Maryland connections are sprinkled through Out Magazine's 2013 Out100 list, a roll call of the year's most influential members of the LGBT community that has been gradually released online since last Tuesday.
Take L.A.-based filmmaker Jeffrey Schwarz, whose documentary "I Am Divine" explored the life of Baltimore-born drag queen and frequent John Waters collaborator Divine. He's joined on the list by a shirtless Robbie Rogers, the former Terp who made headlines as the first openly gay male athlete to take the field in any American professional sport.
But since Schwarz and Rogers are both Californians whose links to Maryland are tangential at best, it falls on openly gay teenagers Jack Andraka and Pascal Tessier to represent the state — and in one case, the Baltimore area — on a list of prominent LGBT luminaries.
Somehow, we're betting they can hold their own.
Crownsville resident Andraka is a child prodigy who developed a new method of testing urine or blood to detect early-stage pancreatic cancer. In 2012, as a high school freshman, Andraka won the $75,000 grand prize at the Intel International Science and Engineering Fair.

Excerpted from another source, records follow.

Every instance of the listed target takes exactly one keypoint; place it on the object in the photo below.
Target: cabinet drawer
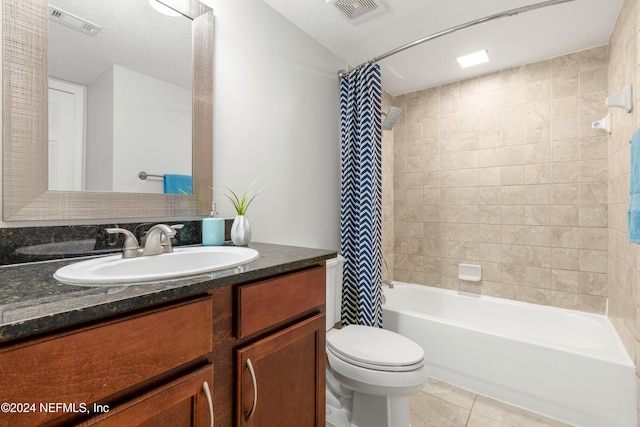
(92, 363)
(266, 303)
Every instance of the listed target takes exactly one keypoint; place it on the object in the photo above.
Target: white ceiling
(133, 35)
(512, 41)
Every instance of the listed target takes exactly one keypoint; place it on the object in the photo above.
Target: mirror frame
(25, 190)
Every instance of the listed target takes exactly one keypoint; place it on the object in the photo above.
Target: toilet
(371, 372)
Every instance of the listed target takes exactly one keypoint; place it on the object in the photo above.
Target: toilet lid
(375, 348)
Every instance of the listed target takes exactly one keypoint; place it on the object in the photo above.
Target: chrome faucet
(130, 249)
(157, 240)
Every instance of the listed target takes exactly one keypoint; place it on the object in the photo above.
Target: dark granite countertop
(32, 301)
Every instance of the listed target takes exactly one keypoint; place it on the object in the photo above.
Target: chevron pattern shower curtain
(361, 196)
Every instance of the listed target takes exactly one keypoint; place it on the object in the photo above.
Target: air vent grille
(73, 21)
(357, 10)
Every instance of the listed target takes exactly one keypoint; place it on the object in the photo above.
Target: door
(66, 135)
(282, 378)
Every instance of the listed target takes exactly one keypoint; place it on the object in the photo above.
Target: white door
(66, 135)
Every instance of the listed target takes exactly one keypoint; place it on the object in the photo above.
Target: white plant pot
(241, 231)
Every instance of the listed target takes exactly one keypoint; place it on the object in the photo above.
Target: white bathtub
(564, 364)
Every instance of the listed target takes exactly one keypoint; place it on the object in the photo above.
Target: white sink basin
(183, 262)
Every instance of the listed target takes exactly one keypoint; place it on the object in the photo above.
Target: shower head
(390, 118)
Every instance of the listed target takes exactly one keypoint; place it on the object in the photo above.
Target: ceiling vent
(65, 18)
(358, 10)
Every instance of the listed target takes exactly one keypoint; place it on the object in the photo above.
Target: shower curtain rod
(512, 12)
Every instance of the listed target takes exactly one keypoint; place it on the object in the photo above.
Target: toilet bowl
(371, 372)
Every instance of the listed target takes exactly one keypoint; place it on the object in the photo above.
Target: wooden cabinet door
(182, 402)
(285, 385)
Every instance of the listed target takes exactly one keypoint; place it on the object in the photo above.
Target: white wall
(276, 121)
(136, 123)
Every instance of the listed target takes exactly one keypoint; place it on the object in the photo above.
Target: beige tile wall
(505, 171)
(624, 261)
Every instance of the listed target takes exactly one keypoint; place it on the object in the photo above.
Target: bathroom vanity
(245, 345)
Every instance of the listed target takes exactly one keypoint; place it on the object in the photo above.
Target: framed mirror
(26, 194)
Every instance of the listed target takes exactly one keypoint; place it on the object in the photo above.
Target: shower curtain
(361, 196)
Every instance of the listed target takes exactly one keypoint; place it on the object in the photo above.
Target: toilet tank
(334, 290)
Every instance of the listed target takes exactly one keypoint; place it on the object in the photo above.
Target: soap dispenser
(213, 228)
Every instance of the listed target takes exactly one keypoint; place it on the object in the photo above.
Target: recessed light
(474, 58)
(165, 10)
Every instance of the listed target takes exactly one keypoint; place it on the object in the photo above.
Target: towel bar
(144, 175)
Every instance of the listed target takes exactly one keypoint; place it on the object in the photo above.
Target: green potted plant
(241, 228)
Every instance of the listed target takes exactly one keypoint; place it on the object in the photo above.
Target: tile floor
(443, 405)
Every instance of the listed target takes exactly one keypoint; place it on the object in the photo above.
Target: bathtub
(563, 364)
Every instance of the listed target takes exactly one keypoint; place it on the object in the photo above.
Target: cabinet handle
(207, 393)
(249, 414)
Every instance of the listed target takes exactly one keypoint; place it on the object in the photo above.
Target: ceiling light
(474, 58)
(165, 10)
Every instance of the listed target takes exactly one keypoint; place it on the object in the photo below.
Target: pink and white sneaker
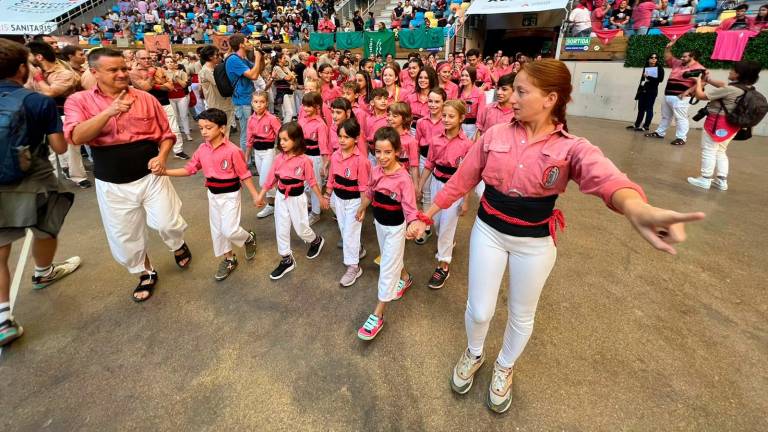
(371, 327)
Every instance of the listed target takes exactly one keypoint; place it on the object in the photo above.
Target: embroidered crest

Science fair officials told The Sun at the time that Andraka's study resulted in more than 90 percent accuracy in detecting a cancer biomarker. His Hopkins-based mentor called Andraka "the Edison of our times."
Like Andraka, Tessier is also on the cusp of progress. A Montgomery County resident, he may be the most visible representative of a generation of gay Boy Scouts that will get booted from the organization once they turn 18. Along with his older brother, Tessier began publicly criticizing the Boy Scouts' ban on gay members, which led to an Associated Press article that sparked further media attention.
The teen was present in Dallas in May when the Boy Scouts of America voted to end a ban on gay youth members but kept its prohibition of gay adult leaders. In a June interview with D.C.-based Metro Weekly, a forward-thinking Tessier said he would not let the Boy Scout's policy stand. "I don't think there's a way that they could forever keep a ban on adults only," he said. "It's just inevitable, really, for it to change."